This stage returns to photography to examine how images attempt—and inevitably fail—to hold a person. Centred on friendship and distance, the work reflects on gestures of care that circulate through traces rather than presence. What remains is not the person themselves, but the space their absence makes possible. 01022026


TANGERINE

YOU KEEP A PHOTO AND I WEAR YOUR CLOTHES

Tangerine is a photographic project that examines how representation attempts, and fails, to stand in for a person. The work emerges from a longer trajectory concerned with selfhood and the limits of what images can hold.

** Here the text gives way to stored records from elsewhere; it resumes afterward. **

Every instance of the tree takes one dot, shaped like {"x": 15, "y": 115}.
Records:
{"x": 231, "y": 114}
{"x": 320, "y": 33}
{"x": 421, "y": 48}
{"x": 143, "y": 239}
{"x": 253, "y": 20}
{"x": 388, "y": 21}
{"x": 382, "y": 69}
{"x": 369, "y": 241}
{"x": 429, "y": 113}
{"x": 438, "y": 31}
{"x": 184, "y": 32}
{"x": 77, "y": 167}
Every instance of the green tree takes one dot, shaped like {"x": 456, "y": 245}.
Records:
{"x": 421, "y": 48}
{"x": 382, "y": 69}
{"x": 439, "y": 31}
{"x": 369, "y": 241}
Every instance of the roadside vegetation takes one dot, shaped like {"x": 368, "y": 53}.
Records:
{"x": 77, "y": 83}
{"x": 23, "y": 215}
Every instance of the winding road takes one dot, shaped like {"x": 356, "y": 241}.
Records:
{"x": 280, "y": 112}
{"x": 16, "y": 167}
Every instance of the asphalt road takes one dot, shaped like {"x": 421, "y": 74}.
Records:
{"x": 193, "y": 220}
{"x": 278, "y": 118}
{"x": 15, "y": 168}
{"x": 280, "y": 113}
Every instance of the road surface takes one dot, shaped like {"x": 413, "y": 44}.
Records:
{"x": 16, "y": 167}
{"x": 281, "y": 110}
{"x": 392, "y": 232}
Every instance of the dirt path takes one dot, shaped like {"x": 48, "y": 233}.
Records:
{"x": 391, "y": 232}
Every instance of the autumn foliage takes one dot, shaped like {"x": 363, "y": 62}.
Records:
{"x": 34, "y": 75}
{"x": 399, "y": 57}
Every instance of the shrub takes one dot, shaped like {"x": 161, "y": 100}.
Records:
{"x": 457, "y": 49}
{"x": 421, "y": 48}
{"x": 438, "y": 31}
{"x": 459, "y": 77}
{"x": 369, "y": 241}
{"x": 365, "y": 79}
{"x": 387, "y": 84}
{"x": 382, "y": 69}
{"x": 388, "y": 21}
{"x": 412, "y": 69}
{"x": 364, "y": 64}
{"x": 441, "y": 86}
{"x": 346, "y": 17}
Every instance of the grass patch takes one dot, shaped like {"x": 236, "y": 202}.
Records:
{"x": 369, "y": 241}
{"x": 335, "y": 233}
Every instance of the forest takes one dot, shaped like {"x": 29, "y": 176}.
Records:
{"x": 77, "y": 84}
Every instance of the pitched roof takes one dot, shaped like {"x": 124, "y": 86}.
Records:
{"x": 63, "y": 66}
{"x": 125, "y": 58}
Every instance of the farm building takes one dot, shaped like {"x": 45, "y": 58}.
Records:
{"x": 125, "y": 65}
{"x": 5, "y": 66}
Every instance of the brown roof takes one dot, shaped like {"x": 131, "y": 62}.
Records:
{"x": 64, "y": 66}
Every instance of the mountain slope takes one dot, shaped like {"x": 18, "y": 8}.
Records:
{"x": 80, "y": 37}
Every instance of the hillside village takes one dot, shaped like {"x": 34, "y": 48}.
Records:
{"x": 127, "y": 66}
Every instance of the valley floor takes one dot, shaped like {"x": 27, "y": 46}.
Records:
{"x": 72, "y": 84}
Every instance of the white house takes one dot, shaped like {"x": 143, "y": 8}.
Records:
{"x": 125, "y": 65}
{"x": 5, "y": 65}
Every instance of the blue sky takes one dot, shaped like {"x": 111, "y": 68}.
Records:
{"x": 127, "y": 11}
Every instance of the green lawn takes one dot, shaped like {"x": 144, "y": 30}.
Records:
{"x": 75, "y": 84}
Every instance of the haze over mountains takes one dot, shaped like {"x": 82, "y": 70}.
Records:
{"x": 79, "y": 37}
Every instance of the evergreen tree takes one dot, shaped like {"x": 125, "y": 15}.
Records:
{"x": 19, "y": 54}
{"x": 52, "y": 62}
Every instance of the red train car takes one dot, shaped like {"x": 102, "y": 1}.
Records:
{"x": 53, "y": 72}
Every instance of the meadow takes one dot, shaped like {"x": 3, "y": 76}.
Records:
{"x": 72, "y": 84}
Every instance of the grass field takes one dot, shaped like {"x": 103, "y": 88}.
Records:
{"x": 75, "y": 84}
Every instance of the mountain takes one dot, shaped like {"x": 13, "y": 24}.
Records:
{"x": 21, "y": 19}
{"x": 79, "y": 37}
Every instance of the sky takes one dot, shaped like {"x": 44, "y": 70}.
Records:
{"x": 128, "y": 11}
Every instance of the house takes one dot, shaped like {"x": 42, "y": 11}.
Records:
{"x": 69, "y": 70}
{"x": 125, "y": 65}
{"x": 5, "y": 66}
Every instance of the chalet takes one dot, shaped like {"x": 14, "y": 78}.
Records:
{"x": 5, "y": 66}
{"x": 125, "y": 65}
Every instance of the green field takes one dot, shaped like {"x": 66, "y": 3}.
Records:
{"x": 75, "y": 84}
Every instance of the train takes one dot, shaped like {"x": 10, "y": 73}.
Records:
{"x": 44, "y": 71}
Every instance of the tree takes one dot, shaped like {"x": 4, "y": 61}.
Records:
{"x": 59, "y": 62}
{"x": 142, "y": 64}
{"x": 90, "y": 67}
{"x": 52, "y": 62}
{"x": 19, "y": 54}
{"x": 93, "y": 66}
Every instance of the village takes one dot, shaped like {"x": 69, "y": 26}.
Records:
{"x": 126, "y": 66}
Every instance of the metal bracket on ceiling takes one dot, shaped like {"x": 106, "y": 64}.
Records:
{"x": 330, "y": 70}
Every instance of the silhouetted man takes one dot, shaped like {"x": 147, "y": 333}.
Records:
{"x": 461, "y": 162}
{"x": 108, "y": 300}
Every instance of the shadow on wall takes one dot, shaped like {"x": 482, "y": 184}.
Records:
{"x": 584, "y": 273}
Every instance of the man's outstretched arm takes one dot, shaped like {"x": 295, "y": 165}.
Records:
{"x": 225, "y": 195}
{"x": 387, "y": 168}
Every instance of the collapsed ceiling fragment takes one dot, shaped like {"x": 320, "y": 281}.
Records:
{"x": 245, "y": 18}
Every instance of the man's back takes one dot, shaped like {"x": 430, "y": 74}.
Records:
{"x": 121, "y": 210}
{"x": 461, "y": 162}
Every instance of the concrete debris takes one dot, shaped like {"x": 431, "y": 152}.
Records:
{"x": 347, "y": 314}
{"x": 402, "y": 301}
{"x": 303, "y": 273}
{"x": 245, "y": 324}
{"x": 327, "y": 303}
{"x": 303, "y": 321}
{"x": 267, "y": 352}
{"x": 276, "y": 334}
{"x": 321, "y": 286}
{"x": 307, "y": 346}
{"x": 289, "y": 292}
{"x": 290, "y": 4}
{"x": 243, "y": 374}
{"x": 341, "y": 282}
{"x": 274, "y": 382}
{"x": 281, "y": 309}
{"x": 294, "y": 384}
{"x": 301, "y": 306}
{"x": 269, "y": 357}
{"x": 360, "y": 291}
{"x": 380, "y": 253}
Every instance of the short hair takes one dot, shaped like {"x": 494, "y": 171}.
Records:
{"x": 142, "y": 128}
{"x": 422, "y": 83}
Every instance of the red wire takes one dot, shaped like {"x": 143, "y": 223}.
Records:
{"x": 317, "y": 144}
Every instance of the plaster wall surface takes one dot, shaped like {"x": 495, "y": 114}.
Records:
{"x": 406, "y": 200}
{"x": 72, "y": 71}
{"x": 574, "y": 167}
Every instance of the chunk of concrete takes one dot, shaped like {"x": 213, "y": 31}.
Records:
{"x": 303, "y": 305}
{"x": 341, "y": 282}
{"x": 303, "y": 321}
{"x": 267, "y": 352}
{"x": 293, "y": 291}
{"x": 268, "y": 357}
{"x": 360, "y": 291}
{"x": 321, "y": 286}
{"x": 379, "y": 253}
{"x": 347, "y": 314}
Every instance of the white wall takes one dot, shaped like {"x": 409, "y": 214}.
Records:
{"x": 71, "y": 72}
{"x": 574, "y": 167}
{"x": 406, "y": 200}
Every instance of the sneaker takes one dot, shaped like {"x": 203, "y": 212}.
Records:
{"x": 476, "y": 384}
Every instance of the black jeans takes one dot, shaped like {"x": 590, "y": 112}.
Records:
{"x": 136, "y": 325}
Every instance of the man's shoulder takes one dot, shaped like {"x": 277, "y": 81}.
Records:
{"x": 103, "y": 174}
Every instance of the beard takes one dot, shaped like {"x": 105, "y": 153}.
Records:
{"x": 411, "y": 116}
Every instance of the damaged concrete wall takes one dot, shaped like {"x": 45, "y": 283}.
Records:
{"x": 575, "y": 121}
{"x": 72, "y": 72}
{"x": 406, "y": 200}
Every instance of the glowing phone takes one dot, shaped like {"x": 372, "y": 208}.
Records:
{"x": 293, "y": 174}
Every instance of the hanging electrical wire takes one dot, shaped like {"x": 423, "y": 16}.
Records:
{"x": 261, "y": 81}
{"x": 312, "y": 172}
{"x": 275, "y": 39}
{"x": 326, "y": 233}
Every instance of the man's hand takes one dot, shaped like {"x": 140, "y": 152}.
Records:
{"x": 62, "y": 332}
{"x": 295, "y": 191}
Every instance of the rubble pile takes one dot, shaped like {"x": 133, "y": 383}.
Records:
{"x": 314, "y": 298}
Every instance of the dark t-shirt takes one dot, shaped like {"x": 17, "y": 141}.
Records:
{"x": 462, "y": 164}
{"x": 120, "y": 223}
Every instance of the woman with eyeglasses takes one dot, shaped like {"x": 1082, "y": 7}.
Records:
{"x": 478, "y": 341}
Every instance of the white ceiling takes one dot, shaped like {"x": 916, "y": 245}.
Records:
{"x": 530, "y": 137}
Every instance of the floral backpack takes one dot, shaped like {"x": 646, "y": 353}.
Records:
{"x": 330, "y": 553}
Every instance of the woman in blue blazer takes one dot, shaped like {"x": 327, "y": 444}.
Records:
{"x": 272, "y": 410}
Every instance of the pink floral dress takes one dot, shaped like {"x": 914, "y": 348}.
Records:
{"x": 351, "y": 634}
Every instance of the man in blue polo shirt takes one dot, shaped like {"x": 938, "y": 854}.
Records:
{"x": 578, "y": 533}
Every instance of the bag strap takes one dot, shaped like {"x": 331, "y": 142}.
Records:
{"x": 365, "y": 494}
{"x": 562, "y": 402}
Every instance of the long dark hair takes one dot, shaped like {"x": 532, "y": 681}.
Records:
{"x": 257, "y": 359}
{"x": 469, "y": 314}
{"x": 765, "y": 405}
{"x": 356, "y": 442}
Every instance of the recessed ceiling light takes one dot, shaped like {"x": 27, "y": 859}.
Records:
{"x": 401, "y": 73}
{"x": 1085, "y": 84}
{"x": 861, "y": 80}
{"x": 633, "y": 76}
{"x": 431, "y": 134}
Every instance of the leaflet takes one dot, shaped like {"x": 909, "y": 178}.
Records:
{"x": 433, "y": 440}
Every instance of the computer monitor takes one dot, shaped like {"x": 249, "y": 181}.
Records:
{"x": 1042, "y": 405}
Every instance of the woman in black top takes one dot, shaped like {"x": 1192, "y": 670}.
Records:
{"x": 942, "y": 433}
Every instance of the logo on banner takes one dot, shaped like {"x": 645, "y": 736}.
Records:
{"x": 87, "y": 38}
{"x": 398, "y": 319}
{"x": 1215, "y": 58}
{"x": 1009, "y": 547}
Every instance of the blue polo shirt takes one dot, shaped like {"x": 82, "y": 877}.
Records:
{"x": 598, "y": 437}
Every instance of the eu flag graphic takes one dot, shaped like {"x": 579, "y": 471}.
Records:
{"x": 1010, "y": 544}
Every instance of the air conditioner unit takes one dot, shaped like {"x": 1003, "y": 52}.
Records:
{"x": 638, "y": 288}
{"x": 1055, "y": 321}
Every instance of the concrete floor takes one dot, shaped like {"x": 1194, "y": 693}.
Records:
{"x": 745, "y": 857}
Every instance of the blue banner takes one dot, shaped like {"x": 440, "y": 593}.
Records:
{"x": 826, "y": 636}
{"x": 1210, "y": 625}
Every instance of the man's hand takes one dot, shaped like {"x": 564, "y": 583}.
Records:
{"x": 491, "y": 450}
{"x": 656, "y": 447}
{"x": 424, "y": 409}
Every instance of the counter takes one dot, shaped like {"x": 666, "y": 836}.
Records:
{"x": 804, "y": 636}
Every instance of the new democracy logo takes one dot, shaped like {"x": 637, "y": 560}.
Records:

The project marks a return to photography after a sustained period of working with sculptural and material forms. This return is not nostalgic or reconciliatory. It comes after a growing disillusionment with photography’s claim to representation, particularly when confronted with intimacy, friendship, and the impossibility of fully sharing inner worlds. Tangerine approaches photography with full awareness of its insufficiency. The camera is no longer asked to reveal; it is allowed to fall short.

The work centres on a friendship marked by distance (geographical, temporal, and emotional) and by the persistent awareness that inner worlds cannot be merged or fully accessed. The photographed subject is not treated as a model to be captured, but as someone whose presence already exceeds the image. Photographing this person is not an attempt at documentation, but an acknowledgement of failure in advance.

The subtitle — you keep a photo and I wear your clothes — names two gestures of care. Keeping a photograph suggests containment and symbolic possession; wearing someone’s clothes implies bodily proximity through residue and trace. Neither gesture succeeds in holding the person. This is not a question of who loves more, but of what kinds of closeness are possible through representation. Is an image ever enough, once a body has existed?

The title Tangerine points to a third, absent term. Referencing an object that never appears, it gestures toward desire formed through absence rather than presence. Like the pantomimed tangerine in Lee Chang-dong’s Burning (2018), what matters is not imagining the object’s presence, but forgetting that it is not there. Absence becomes structurally productive: not a lack to be resolved, but a condition that generates projection and meaning.

Tangerine accepts that photography, like language, produces distance even as it seeks connection. The more precise the attempt to represent, the further it moves from the person it tries to hold. This is not an argument against images, but a diagnosis of them. The photographs are intentionally quiet, allowing space for stillness and prolonged looking, where the viewer’s own projections can begin.

What remains is not the person, but the space their absence makes possible.